Elizabeth Tudor was born on September 7th 1533 at Greenwich palace to parents Henry VIII and Anne Boleyn, King and Queen of England. England had undergone many changes for the birth of Elizabeth to occur. Anne Boleyn was Henry's 2nd wife. His first wife, Catherine of Aragon, was unable to bear him a son and instead gave birth to Mary, Elizabeth's older half-sister. Henry was determined to have a male heir to the throne and with his determination, he asked the Pope to annul his marriage to Catherine of Aragon, as so he could marry Anne Boleyn who he hoped would bear him a son. England at the time was devoutly Catholic and King Henry, in a fit of anger, declared himself Supreme Head of the Church of England, and thus breaking away from the Catholic Church completely. England was now a protestant nation, and Henry was able to annul his marriage to Catherine and marry Anne; as a result, Mary was now viewed to be an illegitimate child and excluded from succession to the throne. On January 25, 1533 Henry and Anne were married in secret. In reference to Henry's infatuation with Anne, the French Ambassador wrote "the King is so infatuated that none but God can cure him." .

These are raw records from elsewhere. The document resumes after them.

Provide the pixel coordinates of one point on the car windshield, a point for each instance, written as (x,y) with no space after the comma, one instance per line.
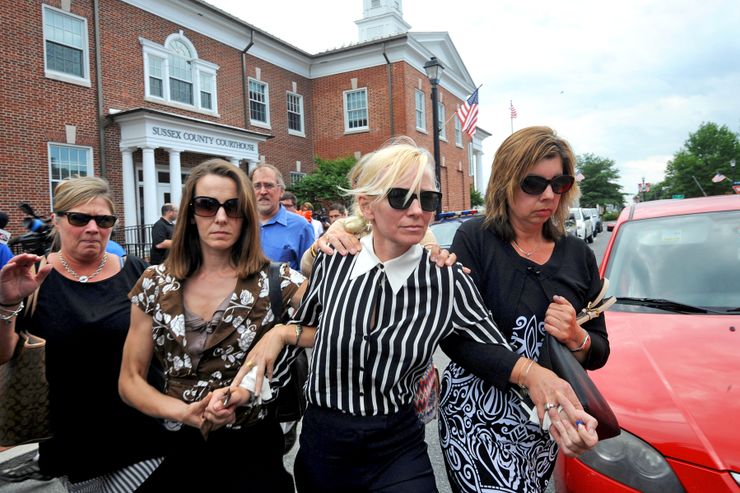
(692,259)
(445,232)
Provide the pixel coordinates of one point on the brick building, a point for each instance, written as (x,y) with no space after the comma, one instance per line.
(139,91)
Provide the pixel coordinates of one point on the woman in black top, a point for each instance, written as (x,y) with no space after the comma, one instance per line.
(82,310)
(534,279)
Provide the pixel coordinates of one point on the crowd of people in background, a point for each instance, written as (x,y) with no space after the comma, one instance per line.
(186,359)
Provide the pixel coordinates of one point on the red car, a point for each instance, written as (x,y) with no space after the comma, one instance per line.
(673,376)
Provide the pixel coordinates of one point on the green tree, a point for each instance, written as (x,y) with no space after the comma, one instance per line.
(599,187)
(476,198)
(705,153)
(324,185)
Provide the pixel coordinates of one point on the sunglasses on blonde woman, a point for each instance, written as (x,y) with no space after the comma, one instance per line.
(535,185)
(80,219)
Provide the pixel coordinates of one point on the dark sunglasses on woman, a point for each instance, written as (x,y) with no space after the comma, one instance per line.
(208,207)
(81,219)
(429,201)
(535,185)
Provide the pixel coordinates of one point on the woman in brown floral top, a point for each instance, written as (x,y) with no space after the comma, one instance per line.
(200,313)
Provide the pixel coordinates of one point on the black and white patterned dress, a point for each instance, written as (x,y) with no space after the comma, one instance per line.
(488,442)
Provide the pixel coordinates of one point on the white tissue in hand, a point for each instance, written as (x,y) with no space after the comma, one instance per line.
(249,382)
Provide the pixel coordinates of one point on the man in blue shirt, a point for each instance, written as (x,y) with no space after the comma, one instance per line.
(285,235)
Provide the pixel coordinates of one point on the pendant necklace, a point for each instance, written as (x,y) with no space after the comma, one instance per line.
(526,254)
(76,275)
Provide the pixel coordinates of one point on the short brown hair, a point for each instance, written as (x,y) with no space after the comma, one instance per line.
(186,256)
(516,156)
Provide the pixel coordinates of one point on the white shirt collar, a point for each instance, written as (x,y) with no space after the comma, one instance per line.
(397,270)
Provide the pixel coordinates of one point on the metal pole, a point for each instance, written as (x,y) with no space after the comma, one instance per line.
(435,127)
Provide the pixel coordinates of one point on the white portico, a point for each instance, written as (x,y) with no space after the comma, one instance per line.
(149,130)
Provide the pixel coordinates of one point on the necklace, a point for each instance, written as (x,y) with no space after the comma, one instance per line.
(76,275)
(526,254)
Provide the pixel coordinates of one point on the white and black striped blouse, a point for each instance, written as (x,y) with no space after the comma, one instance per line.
(379,324)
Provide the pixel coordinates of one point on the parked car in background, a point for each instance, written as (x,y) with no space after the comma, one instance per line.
(674,332)
(446,224)
(584,226)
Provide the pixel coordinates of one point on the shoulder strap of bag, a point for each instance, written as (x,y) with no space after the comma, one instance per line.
(276,296)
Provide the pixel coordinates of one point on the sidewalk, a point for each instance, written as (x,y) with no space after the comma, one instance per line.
(16,456)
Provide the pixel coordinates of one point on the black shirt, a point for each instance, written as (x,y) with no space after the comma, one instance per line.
(85,326)
(161,230)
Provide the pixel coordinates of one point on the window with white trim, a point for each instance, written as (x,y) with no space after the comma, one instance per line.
(66,54)
(175,76)
(441,120)
(294,105)
(458,131)
(355,110)
(259,103)
(67,161)
(421,114)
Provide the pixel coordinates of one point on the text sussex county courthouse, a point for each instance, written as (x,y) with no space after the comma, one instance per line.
(140,91)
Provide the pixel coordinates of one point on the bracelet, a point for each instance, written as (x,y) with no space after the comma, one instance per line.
(298,332)
(11,314)
(524,374)
(583,344)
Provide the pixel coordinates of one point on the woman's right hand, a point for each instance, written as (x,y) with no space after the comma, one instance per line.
(18,280)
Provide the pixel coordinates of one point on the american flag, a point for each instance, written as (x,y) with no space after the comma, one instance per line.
(468,113)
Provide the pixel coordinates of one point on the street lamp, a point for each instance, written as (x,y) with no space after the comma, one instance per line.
(434,69)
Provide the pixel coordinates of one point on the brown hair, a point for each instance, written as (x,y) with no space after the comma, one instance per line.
(516,156)
(185,256)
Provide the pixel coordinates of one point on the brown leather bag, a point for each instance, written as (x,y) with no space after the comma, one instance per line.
(24,394)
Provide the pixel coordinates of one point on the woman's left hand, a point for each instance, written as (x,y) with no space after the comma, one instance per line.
(573,429)
(560,322)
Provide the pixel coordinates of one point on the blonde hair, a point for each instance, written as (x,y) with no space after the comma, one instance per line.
(516,156)
(376,173)
(246,254)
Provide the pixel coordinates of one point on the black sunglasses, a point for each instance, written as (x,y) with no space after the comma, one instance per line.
(429,201)
(535,185)
(82,219)
(208,207)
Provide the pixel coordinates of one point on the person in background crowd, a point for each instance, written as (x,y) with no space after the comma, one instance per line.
(79,304)
(284,236)
(318,228)
(5,253)
(162,234)
(336,211)
(534,279)
(199,313)
(360,431)
(289,201)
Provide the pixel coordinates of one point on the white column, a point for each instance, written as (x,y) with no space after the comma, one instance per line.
(129,187)
(175,177)
(151,214)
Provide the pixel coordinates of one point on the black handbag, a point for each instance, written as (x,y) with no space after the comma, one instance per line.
(567,367)
(291,401)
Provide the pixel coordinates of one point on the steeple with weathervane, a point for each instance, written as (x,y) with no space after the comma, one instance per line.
(381,18)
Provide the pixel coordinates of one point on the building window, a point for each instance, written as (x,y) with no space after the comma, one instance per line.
(174,75)
(296,177)
(67,161)
(355,110)
(441,121)
(458,131)
(295,114)
(259,103)
(65,46)
(421,114)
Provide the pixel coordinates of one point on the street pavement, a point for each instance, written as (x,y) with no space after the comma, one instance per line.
(435,453)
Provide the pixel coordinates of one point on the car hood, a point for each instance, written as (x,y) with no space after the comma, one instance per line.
(674,381)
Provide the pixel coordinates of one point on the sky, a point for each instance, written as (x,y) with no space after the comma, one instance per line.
(627,80)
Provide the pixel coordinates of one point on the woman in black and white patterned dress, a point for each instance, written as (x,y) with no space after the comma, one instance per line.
(534,279)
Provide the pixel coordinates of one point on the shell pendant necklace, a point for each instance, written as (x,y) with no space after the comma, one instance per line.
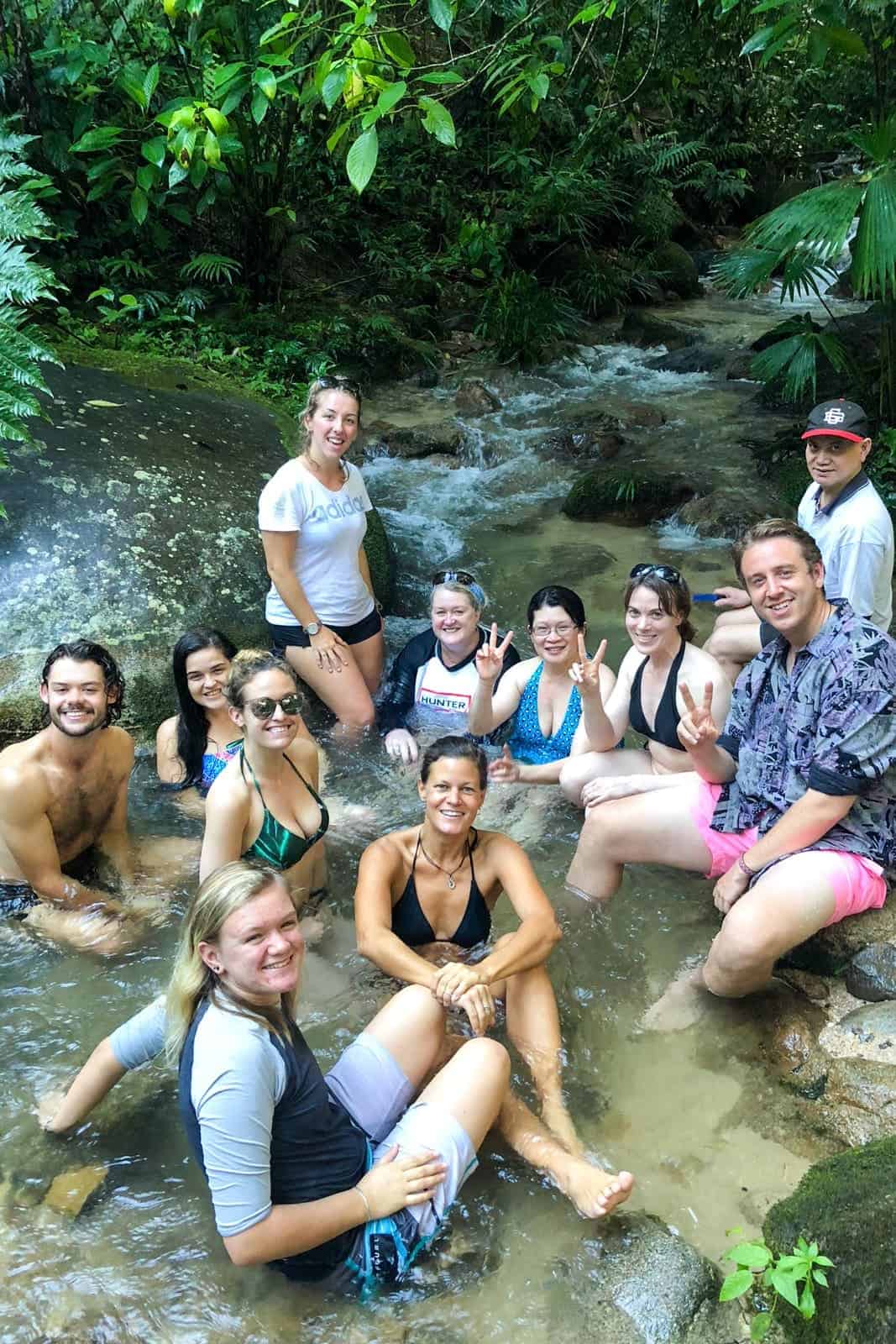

Elizabeth spent most of her childhood at Hatfield House, Hertfordshire, one of her family's many residences throughout England. When Elizabeth was only two years old, King Henry, desperate for a male heir and upset at Ann Boleyn, had Ann executed. Although the facts of her mother's death were hidden from her for years, it has been said that she figured out the truth on her own. Despite his brutality of marrying and killing wife after wife in hopes of producing a male heir, she admired and loved him. The eight-year-old Elizabeth was especially distraught when her father beheaded Catherine Howard in 1542: Henry's fifth wife, Catherine was Ann Boleyn's cousin and had been very kind towards Elizabeth.
Though Elizabeth's Father never took part in her life personally, he provided tutors and such as needed and it was seen that she was an exceptionally bright child.